Governance questions grow alongside capability. Continuous retrieval from public sources must respect privacy rules and site terms. Leading platforms limit activity to openly accessible content, avoid logins or paywalls, and maintain auditable consent mechanisms for proxy networks. They treat compliance as table stakes rather than an afterthought. When data infrastructure becomes critical to operations, building it internally turns into a distraction. “When this is critical infrastructure for a company,” Lenchner observed, “doing it in-house becomes a full-time engineering problem that competes with the actual AI work.”
That tension explains why specialized providers are gaining traction. They absorb the complexity of anti-bot evasion, JavaScript rendering, geographic variation, and format diversity. Organizations then focus engineering talent on model refinement and application logic instead of fighting the web’s defenses.
The layer’s maturation could blur old boundaries. Over time, the distinction between the AI model and the infrastructure that feeds it may fade. Models will operate in tighter loops with live sources. Agents will navigate the web more autonomously. Outputs will carry higher confidence because they rest on verifiable, timely knowledge rather than memorized patterns.
Challenges remain. Scale brings cost. Regulatory scrutiny is rising. Not every site welcomes automated access, even when done transparently. Yet the direction is clear. Everything happening in the world ends up on the public web, Lenchner notes. The volume of new data accelerates. AI systems that cannot keep pace will fall behind those that treat real-time web access as foundational rather than optional.
Investors have taken notice. The Forbes piece describes the sector as one of technology’s most strategic battlegrounds, combining explosive AI-driven demand with technical moats around scale, compliance, and adaptive intelligence. Early leaders haven’t locked in permanent dominance. Consolidation appears likely as enterprises demand production-grade reliability over experimental tools.
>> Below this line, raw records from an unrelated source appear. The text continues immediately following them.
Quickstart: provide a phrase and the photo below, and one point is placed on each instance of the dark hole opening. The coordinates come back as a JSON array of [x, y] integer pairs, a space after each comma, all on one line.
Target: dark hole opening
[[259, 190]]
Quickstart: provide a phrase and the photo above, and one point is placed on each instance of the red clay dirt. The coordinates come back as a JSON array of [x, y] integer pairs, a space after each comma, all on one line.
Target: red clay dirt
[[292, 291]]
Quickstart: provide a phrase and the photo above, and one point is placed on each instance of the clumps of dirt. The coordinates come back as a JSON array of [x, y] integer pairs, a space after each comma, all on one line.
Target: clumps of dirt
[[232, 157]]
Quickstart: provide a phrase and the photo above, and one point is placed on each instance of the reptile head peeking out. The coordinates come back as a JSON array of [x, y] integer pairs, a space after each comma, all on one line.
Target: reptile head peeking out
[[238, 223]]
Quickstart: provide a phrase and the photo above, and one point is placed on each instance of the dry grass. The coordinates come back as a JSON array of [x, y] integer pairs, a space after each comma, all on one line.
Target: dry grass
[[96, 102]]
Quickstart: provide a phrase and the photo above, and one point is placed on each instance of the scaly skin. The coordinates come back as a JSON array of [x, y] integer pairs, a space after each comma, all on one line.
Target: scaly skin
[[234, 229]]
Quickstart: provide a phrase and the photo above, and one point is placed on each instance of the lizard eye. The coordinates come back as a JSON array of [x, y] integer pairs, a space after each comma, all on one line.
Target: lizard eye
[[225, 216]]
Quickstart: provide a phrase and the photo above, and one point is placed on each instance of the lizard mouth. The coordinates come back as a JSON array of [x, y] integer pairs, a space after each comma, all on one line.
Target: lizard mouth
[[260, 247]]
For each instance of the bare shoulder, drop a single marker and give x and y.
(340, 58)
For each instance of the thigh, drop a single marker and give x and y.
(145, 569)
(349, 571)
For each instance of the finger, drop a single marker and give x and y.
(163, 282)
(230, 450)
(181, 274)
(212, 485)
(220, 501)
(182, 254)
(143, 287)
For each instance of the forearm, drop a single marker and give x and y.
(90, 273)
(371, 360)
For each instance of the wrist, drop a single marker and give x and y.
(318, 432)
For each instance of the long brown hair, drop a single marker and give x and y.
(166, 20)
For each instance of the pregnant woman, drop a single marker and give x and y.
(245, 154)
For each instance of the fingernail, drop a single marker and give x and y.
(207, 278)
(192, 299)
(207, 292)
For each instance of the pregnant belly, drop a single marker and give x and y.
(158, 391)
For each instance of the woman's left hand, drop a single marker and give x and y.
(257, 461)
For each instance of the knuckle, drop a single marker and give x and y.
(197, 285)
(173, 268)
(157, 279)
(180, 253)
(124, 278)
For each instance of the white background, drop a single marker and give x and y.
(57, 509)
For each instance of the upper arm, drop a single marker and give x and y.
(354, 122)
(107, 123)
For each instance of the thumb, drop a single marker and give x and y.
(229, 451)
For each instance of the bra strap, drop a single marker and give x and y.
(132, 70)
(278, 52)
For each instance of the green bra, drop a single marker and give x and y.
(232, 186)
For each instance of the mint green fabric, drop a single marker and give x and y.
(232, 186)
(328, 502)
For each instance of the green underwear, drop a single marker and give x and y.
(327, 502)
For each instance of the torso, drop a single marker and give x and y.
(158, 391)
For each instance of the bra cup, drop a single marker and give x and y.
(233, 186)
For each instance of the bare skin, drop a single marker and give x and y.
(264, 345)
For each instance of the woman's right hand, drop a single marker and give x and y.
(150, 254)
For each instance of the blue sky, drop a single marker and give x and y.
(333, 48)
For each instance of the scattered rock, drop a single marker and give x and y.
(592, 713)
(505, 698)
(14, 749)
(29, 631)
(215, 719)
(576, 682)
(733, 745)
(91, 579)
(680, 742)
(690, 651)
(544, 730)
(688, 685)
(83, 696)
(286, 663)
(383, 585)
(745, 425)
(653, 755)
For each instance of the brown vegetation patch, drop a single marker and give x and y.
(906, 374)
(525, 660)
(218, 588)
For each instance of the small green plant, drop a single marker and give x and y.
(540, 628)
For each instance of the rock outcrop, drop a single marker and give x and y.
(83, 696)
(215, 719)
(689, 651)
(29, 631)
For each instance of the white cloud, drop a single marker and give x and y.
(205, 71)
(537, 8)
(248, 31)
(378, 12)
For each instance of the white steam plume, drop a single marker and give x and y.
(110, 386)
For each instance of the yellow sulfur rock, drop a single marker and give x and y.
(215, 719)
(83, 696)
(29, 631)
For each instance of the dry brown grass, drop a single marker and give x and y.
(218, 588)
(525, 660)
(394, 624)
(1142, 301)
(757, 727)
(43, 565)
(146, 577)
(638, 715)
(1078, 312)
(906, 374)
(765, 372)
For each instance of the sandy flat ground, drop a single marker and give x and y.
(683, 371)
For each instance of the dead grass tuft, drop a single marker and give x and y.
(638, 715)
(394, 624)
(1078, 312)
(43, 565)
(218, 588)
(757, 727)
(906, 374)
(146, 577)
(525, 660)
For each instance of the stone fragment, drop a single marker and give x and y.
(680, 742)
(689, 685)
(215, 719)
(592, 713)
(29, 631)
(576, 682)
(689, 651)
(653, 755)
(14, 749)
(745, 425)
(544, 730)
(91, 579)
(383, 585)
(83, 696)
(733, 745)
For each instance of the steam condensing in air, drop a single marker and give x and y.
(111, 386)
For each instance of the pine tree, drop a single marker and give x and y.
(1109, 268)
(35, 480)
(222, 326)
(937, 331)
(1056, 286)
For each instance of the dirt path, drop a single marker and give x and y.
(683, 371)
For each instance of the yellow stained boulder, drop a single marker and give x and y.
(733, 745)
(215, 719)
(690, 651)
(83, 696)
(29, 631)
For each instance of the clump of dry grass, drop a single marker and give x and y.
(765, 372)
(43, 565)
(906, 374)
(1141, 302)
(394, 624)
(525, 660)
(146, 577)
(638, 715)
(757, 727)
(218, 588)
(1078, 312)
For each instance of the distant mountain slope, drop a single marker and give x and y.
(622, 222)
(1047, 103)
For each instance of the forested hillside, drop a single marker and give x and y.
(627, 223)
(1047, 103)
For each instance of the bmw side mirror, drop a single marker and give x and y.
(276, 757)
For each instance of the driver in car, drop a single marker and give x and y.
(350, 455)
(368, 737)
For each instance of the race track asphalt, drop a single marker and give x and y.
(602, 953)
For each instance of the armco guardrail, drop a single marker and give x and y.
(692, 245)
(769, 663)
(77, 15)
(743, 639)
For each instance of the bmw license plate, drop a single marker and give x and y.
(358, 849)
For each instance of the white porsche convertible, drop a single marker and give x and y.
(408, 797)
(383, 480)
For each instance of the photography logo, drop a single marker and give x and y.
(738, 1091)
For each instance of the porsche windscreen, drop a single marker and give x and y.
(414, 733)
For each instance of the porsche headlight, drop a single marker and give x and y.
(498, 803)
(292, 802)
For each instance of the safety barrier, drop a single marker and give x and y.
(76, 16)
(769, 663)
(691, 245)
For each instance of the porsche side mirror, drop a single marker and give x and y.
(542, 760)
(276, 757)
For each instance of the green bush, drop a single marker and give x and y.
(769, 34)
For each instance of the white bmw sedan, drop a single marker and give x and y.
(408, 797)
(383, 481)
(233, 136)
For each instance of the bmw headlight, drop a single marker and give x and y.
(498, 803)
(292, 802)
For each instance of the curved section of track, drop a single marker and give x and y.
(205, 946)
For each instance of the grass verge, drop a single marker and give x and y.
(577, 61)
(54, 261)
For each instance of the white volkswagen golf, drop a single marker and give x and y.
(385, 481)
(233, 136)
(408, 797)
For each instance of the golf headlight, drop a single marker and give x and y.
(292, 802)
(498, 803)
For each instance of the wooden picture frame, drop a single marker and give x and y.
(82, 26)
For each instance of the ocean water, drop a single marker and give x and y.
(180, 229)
Look at recent signals. Just this month, discussions on X echoed the MIT Technology Review piece, with users sharing the article as evidence that data infrastructure now defines AI progress as much as model architecture does. Separate coverage from VAST Data on June 18 highlighted how legacy web-era data stacks fail under AI workloads, calling for collapsed architectures that reduce latency for GPUs and agents alike.
None of this suggests the web data layer will solve every AI shortcoming. Models still require careful design. Bias, reasoning limits, and energy demands persist. But without reliable, fresh inputs, even the most sophisticated systems operate half-blind. The infrastructure now emerging aims to open their eyes to the full, dynamic scope of online knowledge.
Enterprises that build or adopt these capabilities early stand to gain. Their AI applications can track markets in motion, respond to customers with current information, and maintain trust through reduced hallucinations. Those that treat data retrieval as an afterthought risk watching competitors pull ahead with systems that actually know what is happening right now.
The web holds more data than any single organization can map alone. The new infrastructure layer doesn’t change that fact. It simply gives AI the tools to explore it, retrieve what matters, and act before the moment passes. That ability may prove decisive in the next phase of artificial intelligence.